Le CAC 40 a beau regrouper les plus grandes entreprises cotées de la place parisienne, il n’est pas aisé d’obtenir des données détaillées sur les structures d’actionnariat. C’est le premier élément qui ressort de l’étude publiée récemment par Euronext et qui d’ailleurs fait écho aux conclusions d’autres publications sur le même thème. Le travail mené sur la base de données à fin 2024 a en effet identifié des actionnaires ne représentant « que » 67% de la capitalisation total de l’indice.

Deux points positifs toutefois. La part d’actionnariat non identifié a largement reculé en douze ans puisqu’elle était de 42% en 2012. Par ailleurs, le taux d’identification obtenu suffit à dessiner des tendances très intéressantes.

L’asset management en tête

Sans grande surprise, la gestion d’actif domine le palmarès avec un quart du capital contrôlé au travers de plus de 10.000 fonds. Une part globalement stable par rapport aux dernières années mais qui a tout de même progressé de 4 points depuis 2012.

La véritable évolution ici concerne avant tout la gestion passive. Elle contrôle aujourd’hui 8,8% de l’indice contre 6,5% en 2021 et il est à noter que BlackRock et Vanguard se classent en tête des sociétés de gestion les plus influentes avec des participations représentant respectivement 2,6% et 2,5% de l’indice (soit un peu plus que celles de l’Etat français).

Familles et fondateurs toujours présents

L’influence des familles demeure elle aussi prépondérante. Elles comptent pour 20,4% de l’actionnariat, 5 familles regroupant même à elles seules 18% de la capitalisation de l’indice.

Ce sont au demeurant 3 familles qui occupent le podium des plus gros actionnaires de l’indice : la famille Hermès pour 6,9%, la famille Arnault pour 6,6% et la famille Bettencourt-Meyers pour 2,7%.

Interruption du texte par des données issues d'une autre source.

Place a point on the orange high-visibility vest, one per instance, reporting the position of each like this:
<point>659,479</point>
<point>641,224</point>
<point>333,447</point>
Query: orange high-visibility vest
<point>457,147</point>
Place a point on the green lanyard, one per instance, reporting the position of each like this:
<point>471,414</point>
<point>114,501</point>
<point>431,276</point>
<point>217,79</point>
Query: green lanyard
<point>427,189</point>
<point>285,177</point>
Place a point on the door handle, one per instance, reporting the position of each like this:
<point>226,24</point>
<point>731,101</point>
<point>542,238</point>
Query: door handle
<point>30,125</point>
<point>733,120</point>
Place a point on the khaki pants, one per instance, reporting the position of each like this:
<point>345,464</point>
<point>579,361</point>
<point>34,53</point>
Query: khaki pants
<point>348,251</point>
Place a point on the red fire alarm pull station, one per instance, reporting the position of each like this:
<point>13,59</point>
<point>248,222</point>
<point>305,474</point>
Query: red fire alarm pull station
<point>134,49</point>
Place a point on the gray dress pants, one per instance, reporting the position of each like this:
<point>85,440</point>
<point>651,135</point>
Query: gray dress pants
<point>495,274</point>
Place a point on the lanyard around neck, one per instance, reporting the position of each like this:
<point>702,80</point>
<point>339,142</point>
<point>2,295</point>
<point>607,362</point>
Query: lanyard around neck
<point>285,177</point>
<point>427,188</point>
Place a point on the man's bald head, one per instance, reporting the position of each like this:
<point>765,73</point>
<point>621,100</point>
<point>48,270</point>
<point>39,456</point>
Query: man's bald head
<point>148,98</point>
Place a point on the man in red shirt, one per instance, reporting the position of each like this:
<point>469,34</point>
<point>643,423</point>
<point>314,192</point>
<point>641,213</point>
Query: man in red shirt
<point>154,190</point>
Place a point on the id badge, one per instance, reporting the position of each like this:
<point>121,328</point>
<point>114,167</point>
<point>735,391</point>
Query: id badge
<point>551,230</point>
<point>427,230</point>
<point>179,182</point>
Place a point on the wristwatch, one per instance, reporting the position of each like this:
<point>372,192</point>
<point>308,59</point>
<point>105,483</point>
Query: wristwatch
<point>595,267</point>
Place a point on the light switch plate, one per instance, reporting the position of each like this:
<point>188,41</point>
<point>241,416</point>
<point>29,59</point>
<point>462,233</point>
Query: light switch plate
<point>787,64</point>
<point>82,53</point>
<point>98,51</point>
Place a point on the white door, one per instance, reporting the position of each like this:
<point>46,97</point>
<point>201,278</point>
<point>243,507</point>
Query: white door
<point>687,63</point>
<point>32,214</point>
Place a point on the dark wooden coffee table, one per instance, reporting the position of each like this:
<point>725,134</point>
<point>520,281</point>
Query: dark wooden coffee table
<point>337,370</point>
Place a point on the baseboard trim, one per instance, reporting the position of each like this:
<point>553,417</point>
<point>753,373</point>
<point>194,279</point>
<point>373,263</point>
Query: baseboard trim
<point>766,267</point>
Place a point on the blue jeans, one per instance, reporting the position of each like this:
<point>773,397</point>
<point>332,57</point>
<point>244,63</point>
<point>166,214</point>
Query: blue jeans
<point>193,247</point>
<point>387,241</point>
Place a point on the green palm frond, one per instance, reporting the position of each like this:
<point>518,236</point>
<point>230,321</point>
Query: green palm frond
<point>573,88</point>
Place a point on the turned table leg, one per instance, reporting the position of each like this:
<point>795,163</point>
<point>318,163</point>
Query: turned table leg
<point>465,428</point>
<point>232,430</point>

Si le poids cumulé des familles a peu évolué depuis trois ans, il est tout de même à noter qu’il a fait un bond en avant sur douze ans (+10,7 points).

Bien entendu, cet actionnariat est loin d’être réparti de manière uniforme au sein de l’indice. Euronext n’a identifié d’actionnariat familial que dans 15 groupes sur 40. En revanche, le poids des familles y est conséquent puisqu’il atteint en moyenne les 31%.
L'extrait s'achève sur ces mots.